Hang in there, says Mike Starr to public companies bemoaning the cost and questioning the utility of the new data-interactive XBRL reporting system. The benefits will eventually become apparent.

Starr is the deputy chief accountant for policy support and market monitoring at the Securities and Exchange Commission, and he's the point person on the SEC's initiative to bring all public company financial data into XBRL, which is shorthand for “eXtensible Business Reporting Language.” He told accountants at a recent national conference of the American Institute of Certified Public Accountants that it will take another two to three years for the XBRL mandate to be fully implemented. “These are still the early days,” he said. “Changes of this magnitude take time.”

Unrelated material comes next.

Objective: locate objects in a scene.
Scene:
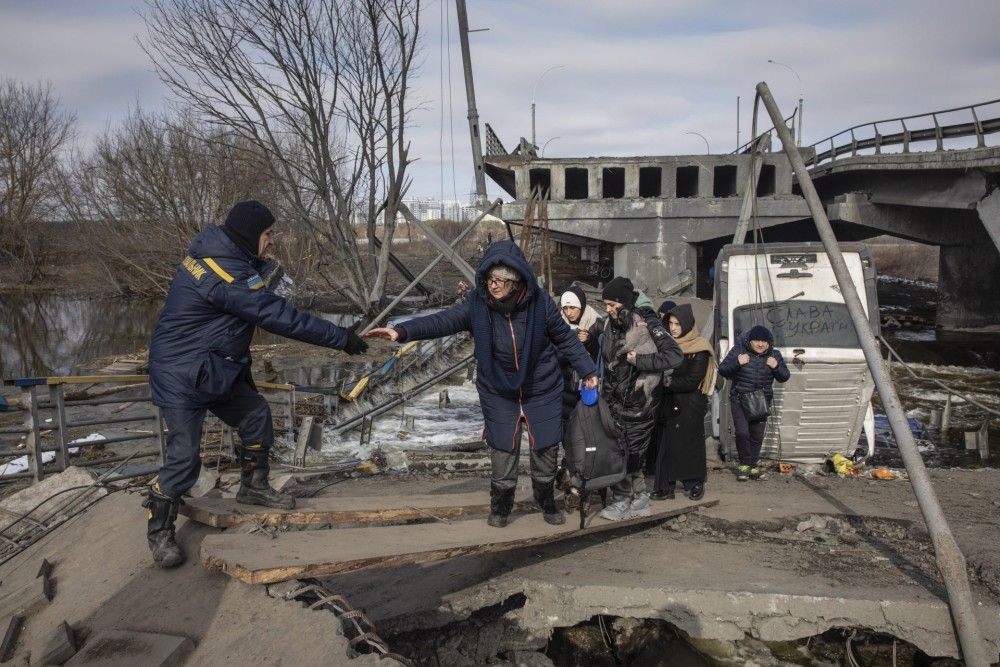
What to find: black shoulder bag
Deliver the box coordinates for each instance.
[736,389,771,422]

The largest public companies are completing their third year of reporting into the XBRL system this year, tagging each piece of data in their financial statements to make the information available to investors in a format that is machine-readable and therefore easier to sort and search. A middle tier of public companies completed their second year of reporting, which included their first pass at the detailed tagging of all accounting policies, footnotes, and amounts within footnotes, in addition to the block tagging of the financial statements. The final group, including the smallest public companies, completed their first phase of reporting into XBRL, getting their first taste of selecting tags from the GAAP Taxonomy approved by the SEC to map each piece of financial statement data to a precise location in the XBRL system.

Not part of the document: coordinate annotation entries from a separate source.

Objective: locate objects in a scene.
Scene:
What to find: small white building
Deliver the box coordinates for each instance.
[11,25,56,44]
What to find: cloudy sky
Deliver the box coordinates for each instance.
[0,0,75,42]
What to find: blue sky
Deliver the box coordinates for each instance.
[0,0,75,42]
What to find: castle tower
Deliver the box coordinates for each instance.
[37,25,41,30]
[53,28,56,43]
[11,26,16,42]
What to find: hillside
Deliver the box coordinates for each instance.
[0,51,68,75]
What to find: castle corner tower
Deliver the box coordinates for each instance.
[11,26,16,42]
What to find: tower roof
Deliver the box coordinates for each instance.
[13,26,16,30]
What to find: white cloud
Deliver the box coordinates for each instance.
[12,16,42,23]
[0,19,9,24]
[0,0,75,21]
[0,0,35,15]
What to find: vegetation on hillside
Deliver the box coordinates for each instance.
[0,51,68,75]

Starr and other XBRL speakers at the AICPA conference fielded numerous questions about the benefits of XBRL when there's little visible evidence that investors or other users of financial statements are actually using the data that companies are tagging or outsourcing to third parties. The SEC staff is using it, Starr assured. “At the SEC, the number of software licenses for our own analysis has increased fivefold in this fiscal year,” he said. Data aggregators and investors also are getting familiar with it, according to Starr, and the development of software tools needed to analyze the data is coming along as well.

Other indicators also suggest the technology is further developing to make XBRL-tagged data more accessible and meaningful to users of financial statement data, Starr said. An increasing number of public companies are beginning to bring the tagging process in house after relying in the early stages on third-party service providers to perform the tagging. “We expect that trend to continue in 2012,” he said. The rate at which companies are creating extensions, or custom tags, is declining, suggesting companies are getting better at making good tag selections, and industry groups are starting to discuss some standardization ideas that will further contribute to development.

Susan Yount, a staff member in the SEC's Office of Interactive Data, said during the conference that Congress is showing a growing interest in structured data as a way to improve reporting for various government programs and initiatives. “This is an area that is not going to go away,” she said. “The notion of transparency and providing information in a format that can be put into a data warehouse and pulled out is a notion that in the 21st century is here to stay. If Congress, of all places, is interested in it, you can look for that sort of thing in the future.”

AICPA manager Ami Beers says Congress is considering measures now to require XBRL-like reporting in areas such as health and human services programs and federal spending. Taxonomies surely will proliferate for such varied reporting purposes, but that shouldn't worry companies that may find themselves one day facing multiple structured data reporting requirements. Each taxonomy will serve a different purpose, so there shouldn't be conflict. “Utilizing different taxonomies is like looking up words in different areas of the dictionary,” she said. “You're looking for different information.”